Speaking of that previous violent threat, Gramaglia said Sunday, “Nothing came up on State Police intelligence, nothing came up on FBI intelligence.”
Gramaglia said the supermarket attack was a hate crime.
“The evidence we have uncovered so far leaves no doubt that this is an absolute racist hate crime,” Gramaglia said. “It will be prosecuted as a hate crime. He is someone who has hatred in his heart, soul and mind.
Speaking at a vigil on Sunday, Senate Majority Leader Chuck Schumer, D.N.Y., spoke via video link and recalled how Tops’ grocery store “became a neighborhood hub and place to gathering”.
He called the grocery store an “indispensable oasis” in a food desert.

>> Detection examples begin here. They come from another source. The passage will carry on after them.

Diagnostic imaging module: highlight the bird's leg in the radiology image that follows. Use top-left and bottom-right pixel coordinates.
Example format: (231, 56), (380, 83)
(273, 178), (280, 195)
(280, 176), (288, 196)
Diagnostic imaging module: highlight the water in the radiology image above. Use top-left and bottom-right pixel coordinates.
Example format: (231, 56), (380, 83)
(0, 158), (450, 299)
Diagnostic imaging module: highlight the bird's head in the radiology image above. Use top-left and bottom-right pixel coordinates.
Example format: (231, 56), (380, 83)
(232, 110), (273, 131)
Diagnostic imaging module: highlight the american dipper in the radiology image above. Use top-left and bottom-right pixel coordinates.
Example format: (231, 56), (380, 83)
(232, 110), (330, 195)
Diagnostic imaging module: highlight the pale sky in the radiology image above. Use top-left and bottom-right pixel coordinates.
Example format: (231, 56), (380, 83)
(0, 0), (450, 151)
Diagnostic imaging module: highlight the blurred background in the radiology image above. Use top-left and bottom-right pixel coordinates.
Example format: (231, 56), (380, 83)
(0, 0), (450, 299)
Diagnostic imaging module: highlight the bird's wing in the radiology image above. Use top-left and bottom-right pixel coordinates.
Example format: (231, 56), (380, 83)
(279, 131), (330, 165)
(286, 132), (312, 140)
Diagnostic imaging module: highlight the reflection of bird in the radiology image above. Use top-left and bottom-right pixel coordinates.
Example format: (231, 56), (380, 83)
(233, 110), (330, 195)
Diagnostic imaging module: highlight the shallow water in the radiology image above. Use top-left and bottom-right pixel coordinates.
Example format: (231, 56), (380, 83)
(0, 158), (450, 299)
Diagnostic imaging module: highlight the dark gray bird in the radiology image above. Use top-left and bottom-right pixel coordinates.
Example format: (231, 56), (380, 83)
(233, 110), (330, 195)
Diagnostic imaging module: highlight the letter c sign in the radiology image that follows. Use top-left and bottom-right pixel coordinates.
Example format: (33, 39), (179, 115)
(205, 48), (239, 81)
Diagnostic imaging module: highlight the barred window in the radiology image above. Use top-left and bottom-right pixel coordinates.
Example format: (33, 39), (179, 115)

The victims were six women and four men between the ages of 32 and 86, officials said. A community leader and a retired Buffalo police officer were among the lives lost.
Several weapons were taken from the scene, with one appearing to bear ominous writing with “the word N written or engraved on it”, police sources said. A firearm also referred to repairs, according to photos of the weapons that a police source confirmed belonged to the suspect.
The assault rifle used in the attack was purchased legally in New York, a senior law enforcement official said. A hunting rifle and a shotgun were also found at the scene.
In addition to the firearms, the suspect had several 30-round magazines on him, the official said, which are illegal in New York state. It is not known where the suspect obtained the 30-round magazines.
Gendron, of Conklin, New York, was arraigned Saturday night in Buffalo court on one count of first-degree murder, the Erie County District Attorney’s Office said.
He was remanded in custody without bond and a felony hearing was scheduled for Thursday morning, according to the office.
Erie County Sheriff John Garcia said the suspect is on suicide watch and will receive mental health services if needed.
In a Twitter Statementthe FBI Field Office in Buffalo said it was working with local, state and federal authorities to investigate the deadly attack.
Saturday’s mass shooting triggered at least one copycat threat, authorities said.
A 52-year-old Buffalo man was arrested for allegedly making threatening calls to a local pizzeria and brewery on Sunday “referring to what happened at Topps,” Erie County Prosecutor John Flynn.
The man could face up to seven years behind bars for allegedly making a terrorist threat, the prosecutor said.
“That’s what’s going to happen if you make threats,” Flynn said Monday. “You’re going to get arrested and then I’m going to prosecute you. So let this case send a message to any badass or anyone who wants to be cute out there.”